Start a Co-op Gallery: 8 Tips

An alternative way to exhibit your work


The Sage Brush Gallery in Taos, New Mexico

This year marks the 10th anniversary of the Sage Brush Gallery in Taos, New Mexico, a co-op operated by 10 artists. Because there are 10 of them, each artist “sits” with the gallery about three times a month. Twenty-five percent of the proceeds of each sale goes to the gallery’s coffer, with the artist keeping the other 75 percent.

Once a month, they rotate all the artists’ work, moving the paintings around the gallery space so that each artist’s work occupies a different space in the gallery. In the middle of the gallery, there’s a space for the “Featured Artist,” so that every 10 months, each of the artists gets an opportunity to show more work.

The gallery is eclectic, showing a variety of different approaches to art, but according to Lynn McLain, one of the artists, it works! Once a month, all the artists converge in a business meeting to discuss challenges and successes. They are in a lively shopping center in Taos, so there are always people milling about.

What’s Important in Planning and Starting a Co-Op Gallery?

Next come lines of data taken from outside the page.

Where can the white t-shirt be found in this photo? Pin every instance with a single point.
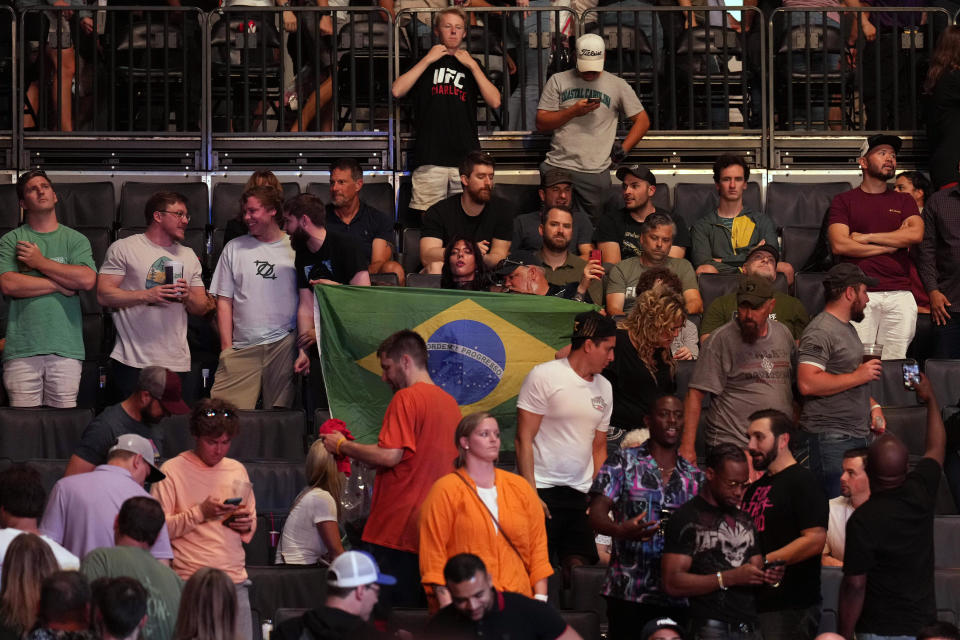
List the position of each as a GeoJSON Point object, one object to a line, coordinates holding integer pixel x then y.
{"type": "Point", "coordinates": [66, 560]}
{"type": "Point", "coordinates": [150, 335]}
{"type": "Point", "coordinates": [262, 280]}
{"type": "Point", "coordinates": [573, 411]}
{"type": "Point", "coordinates": [300, 542]}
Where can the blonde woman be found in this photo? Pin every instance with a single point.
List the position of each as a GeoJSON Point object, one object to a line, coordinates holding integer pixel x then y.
{"type": "Point", "coordinates": [311, 533]}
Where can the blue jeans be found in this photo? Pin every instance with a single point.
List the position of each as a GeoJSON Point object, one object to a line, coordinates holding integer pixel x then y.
{"type": "Point", "coordinates": [824, 452]}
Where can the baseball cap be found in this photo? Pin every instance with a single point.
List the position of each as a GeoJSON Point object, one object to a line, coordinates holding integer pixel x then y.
{"type": "Point", "coordinates": [846, 274]}
{"type": "Point", "coordinates": [881, 138]}
{"type": "Point", "coordinates": [164, 385]}
{"type": "Point", "coordinates": [354, 568]}
{"type": "Point", "coordinates": [138, 444]}
{"type": "Point", "coordinates": [637, 171]}
{"type": "Point", "coordinates": [591, 50]}
{"type": "Point", "coordinates": [754, 291]}
{"type": "Point", "coordinates": [556, 176]}
{"type": "Point", "coordinates": [656, 624]}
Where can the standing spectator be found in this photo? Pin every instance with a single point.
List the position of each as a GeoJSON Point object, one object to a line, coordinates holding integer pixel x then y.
{"type": "Point", "coordinates": [639, 486]}
{"type": "Point", "coordinates": [556, 190]}
{"type": "Point", "coordinates": [83, 508]}
{"type": "Point", "coordinates": [938, 262]}
{"type": "Point", "coordinates": [888, 587]}
{"type": "Point", "coordinates": [157, 395]}
{"type": "Point", "coordinates": [415, 448]}
{"type": "Point", "coordinates": [474, 214]}
{"type": "Point", "coordinates": [581, 108]}
{"type": "Point", "coordinates": [748, 362]}
{"type": "Point", "coordinates": [446, 83]}
{"type": "Point", "coordinates": [311, 533]}
{"type": "Point", "coordinates": [873, 226]}
{"type": "Point", "coordinates": [21, 504]}
{"type": "Point", "coordinates": [255, 285]}
{"type": "Point", "coordinates": [619, 230]}
{"type": "Point", "coordinates": [838, 412]}
{"type": "Point", "coordinates": [854, 491]}
{"type": "Point", "coordinates": [149, 312]}
{"type": "Point", "coordinates": [43, 265]}
{"type": "Point", "coordinates": [205, 530]}
{"type": "Point", "coordinates": [788, 311]}
{"type": "Point", "coordinates": [712, 553]}
{"type": "Point", "coordinates": [138, 524]}
{"type": "Point", "coordinates": [490, 512]}
{"type": "Point", "coordinates": [789, 510]}
{"type": "Point", "coordinates": [348, 214]}
{"type": "Point", "coordinates": [722, 239]}
{"type": "Point", "coordinates": [563, 414]}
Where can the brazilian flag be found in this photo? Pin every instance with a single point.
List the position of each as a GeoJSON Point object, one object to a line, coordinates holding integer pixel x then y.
{"type": "Point", "coordinates": [480, 347]}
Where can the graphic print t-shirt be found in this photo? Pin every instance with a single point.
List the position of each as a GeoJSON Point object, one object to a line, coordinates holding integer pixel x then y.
{"type": "Point", "coordinates": [446, 113]}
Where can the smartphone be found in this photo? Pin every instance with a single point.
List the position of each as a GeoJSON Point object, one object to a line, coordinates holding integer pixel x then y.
{"type": "Point", "coordinates": [911, 375]}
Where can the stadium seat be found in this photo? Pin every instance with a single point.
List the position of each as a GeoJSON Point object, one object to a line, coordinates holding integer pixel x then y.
{"type": "Point", "coordinates": [134, 196]}
{"type": "Point", "coordinates": [801, 204]}
{"type": "Point", "coordinates": [809, 289]}
{"type": "Point", "coordinates": [41, 433]}
{"type": "Point", "coordinates": [691, 200]}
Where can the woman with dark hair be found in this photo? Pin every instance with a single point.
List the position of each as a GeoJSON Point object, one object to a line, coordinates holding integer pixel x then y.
{"type": "Point", "coordinates": [486, 511]}
{"type": "Point", "coordinates": [463, 266]}
{"type": "Point", "coordinates": [941, 94]}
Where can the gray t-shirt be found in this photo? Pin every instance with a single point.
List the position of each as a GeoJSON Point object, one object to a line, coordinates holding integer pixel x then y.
{"type": "Point", "coordinates": [624, 275]}
{"type": "Point", "coordinates": [744, 378]}
{"type": "Point", "coordinates": [833, 346]}
{"type": "Point", "coordinates": [584, 143]}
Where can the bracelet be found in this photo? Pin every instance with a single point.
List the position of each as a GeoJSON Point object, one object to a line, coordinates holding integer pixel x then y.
{"type": "Point", "coordinates": [720, 581]}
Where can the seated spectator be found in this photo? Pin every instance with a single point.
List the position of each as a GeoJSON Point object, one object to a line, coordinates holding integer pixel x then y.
{"type": "Point", "coordinates": [722, 239]}
{"type": "Point", "coordinates": [479, 610]}
{"type": "Point", "coordinates": [256, 287]}
{"type": "Point", "coordinates": [349, 215]}
{"type": "Point", "coordinates": [323, 256]}
{"type": "Point", "coordinates": [208, 608]}
{"type": "Point", "coordinates": [352, 592]}
{"type": "Point", "coordinates": [474, 214]}
{"type": "Point", "coordinates": [556, 190]}
{"type": "Point", "coordinates": [619, 230]}
{"type": "Point", "coordinates": [788, 311]}
{"type": "Point", "coordinates": [656, 239]}
{"type": "Point", "coordinates": [204, 529]}
{"type": "Point", "coordinates": [855, 490]}
{"type": "Point", "coordinates": [29, 561]}
{"type": "Point", "coordinates": [463, 267]}
{"type": "Point", "coordinates": [157, 395]}
{"type": "Point", "coordinates": [64, 609]}
{"type": "Point", "coordinates": [461, 507]}
{"type": "Point", "coordinates": [138, 525]}
{"type": "Point", "coordinates": [150, 311]}
{"type": "Point", "coordinates": [119, 608]}
{"type": "Point", "coordinates": [311, 533]}
{"type": "Point", "coordinates": [21, 505]}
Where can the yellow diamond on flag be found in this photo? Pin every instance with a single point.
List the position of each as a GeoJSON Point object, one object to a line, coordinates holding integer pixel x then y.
{"type": "Point", "coordinates": [475, 355]}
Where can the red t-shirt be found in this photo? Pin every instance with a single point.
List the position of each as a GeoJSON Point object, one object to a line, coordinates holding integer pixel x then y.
{"type": "Point", "coordinates": [866, 212]}
{"type": "Point", "coordinates": [421, 420]}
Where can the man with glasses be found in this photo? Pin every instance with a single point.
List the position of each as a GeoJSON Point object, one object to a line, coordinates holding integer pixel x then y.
{"type": "Point", "coordinates": [157, 395]}
{"type": "Point", "coordinates": [151, 305]}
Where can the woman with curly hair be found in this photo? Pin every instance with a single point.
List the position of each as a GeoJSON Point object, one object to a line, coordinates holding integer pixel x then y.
{"type": "Point", "coordinates": [643, 367]}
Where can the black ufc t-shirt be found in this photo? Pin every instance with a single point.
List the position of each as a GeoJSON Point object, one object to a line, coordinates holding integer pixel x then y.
{"type": "Point", "coordinates": [782, 505]}
{"type": "Point", "coordinates": [445, 108]}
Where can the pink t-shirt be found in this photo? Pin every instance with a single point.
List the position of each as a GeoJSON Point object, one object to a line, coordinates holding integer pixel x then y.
{"type": "Point", "coordinates": [866, 212]}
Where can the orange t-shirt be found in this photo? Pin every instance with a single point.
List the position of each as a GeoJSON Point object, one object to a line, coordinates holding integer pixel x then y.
{"type": "Point", "coordinates": [422, 420]}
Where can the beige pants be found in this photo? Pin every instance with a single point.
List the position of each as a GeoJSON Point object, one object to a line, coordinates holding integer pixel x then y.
{"type": "Point", "coordinates": [243, 373]}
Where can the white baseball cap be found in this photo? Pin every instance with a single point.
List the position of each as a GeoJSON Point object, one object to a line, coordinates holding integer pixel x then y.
{"type": "Point", "coordinates": [591, 50]}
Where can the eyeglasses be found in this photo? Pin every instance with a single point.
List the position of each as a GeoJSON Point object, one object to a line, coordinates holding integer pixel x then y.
{"type": "Point", "coordinates": [182, 215]}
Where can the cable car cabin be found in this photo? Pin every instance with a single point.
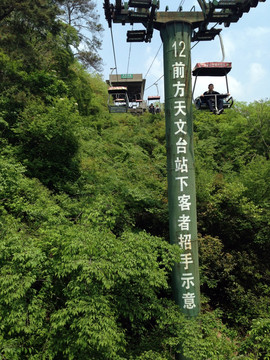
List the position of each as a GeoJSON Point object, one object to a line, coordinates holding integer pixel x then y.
{"type": "Point", "coordinates": [151, 107]}
{"type": "Point", "coordinates": [210, 69]}
{"type": "Point", "coordinates": [118, 99]}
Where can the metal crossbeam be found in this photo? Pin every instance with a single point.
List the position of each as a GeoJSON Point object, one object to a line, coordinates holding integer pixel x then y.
{"type": "Point", "coordinates": [145, 12]}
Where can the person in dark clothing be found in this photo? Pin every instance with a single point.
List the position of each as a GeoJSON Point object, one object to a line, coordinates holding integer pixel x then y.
{"type": "Point", "coordinates": [209, 98]}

  1. Make sure the site is accessible to the public. The Sage Brush Gallery is situated in a well-known shopping center. A well-frequented street or mall will provide ready access to tourists and potential collectors (and you won’t have to spend money on advertising). A place, for instance, near a good urban hotel is ideal.
  2. Try to assemble a group of artists whose collective work displays different styles, different modes of expression, different media.
  3. Create a schedule that works for everybody. Be fair. Rotate shows. Each artist could show work for three weeks, for instance. Plan at least one group show per year featuring all the gallery artists.
  4. It’s a good practice to have one work by each gallery artist constantly on display in the gallery. All the artists should have portfolios available.
  5. Realize that a “cooperative” means that everyone has to work; the labor has to be distributed equally. Someone needs to be at the gallery at all times to greet people; someone has to take care of paperwork and keep the books; someone has to install work; someone must act as a registrar recording inventory; someone has to clean up; plan openings, etc.
  6. To attract more foot traffic, stage themed shows, especially around the holidays. A show of small works is perfect, for example, since people will be looking for gifts.
  7. Stage at least one open house every year.
  8. Become a good member of the community. Partner with nearby businesses; a restaurant or bar can provide wine and treats in return for a prominent sign advertising the business, for example.